Iron deficiency is one of the most common deficiencies in the US.
Too little iron can lead to issues like fatigue and anemia if left untreated.
Eating foods rich in iron can help prevent and treat iron deficiency.
If you constantly feel groggy but are getting enough sleep at night, you may be missing out on a key nutrient: iron.
Iron is essential for the production of blood, yet approximately 10 million Americans don't get enough of it. If left untreated, an iron deficiency can progress into iron-deficiency anemia, which can cause dizziness, weakness, heart palpitations, and fatigue.
Pregnant people, people who menstruate, and people who follow a plant-based diet are particularly vulnerable to iron-deficiency anemia, according to the American Society of Hematology.
Eating foods rich in iron can help prevent iron-deficiency anemia and help treat existing deficiencies. Here are some of the best dietary sources of iron.
Iron comes in two different forms: heme iron and nonheme iron. Animal products contain heme iron, which comes from hemoglobin — a protein responsible for transporting oxygen in blood. Roughly 25 to 30 percent of heme iron is absorbed by your body, according to a 2019 study.
Oysters are a great source of heme iron. One 3-ounce serving of oysters contains 8 mg of iron, 44% of the daily value of 18 mg, which is recommended for adults and children ages 4 and older, according to the National Institutes of Health.
Like oysters, beef is a good source of heme iron. Beef liver is a particularly good source: A 3-ounce serving of pan-fried beef liver contains 5 mg of iron, 28% of daily value for adults and children ages 4 and older. Braised bottom round beef contains 2 mg, or 11% of the daily value.
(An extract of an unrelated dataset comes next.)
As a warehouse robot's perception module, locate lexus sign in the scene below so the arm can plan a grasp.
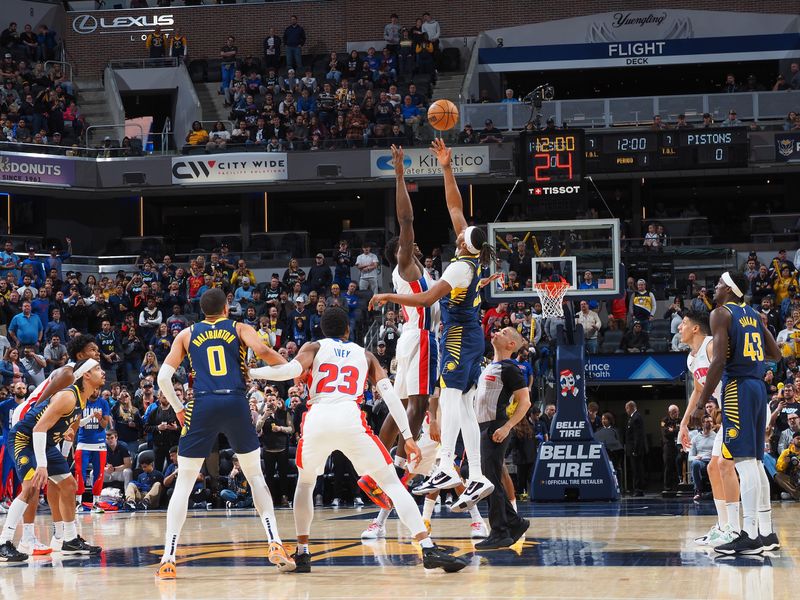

In addition to iron, beef is also a solid source of protein, zinc, and B12. But don't overdo it — eating beef too often isn't good for heart health.
Many fruits, vegetables, legumes, and cereals contain substantial amounts of iron. However, these foods contain nonheme iron — a type of iron that is not as readily absorbed by the body.
Fortified cereals are a robust source of nonheme iron, coming in at about 18 mg per serving.
Fortified cereals also provide lots of other nutrients that vegans and vegetarians might lack — like vitamin B12, a nutrient critical for forming red blood cells that's naturally found in animal products. Plus, fortified cereals can boost fiber intake.
White beans are a good source of nonheme iron: A 1-cup serving of canned white beans contains 8 mg of nonheme iron.
White beans are also an excellent source of plant-based protein, as well as fiber — a necessary nutrient for gut health. One cup contains 12.6 grams of fiber — roughly the same amount the average American eats per day.
Spinach is another good vegetable source of nonheme iron. One cup of boiled and drained spinach contains 6 mg of iron. Spinach is naturally rich in oxalate — a compound which can prevent iron absorption. Boiling spinach breaks down oxalate and can help maximize iron absorption, according to Consumer Reports.
Some vitamin C-rich options include tomatoes, bell peppers, and broccoli.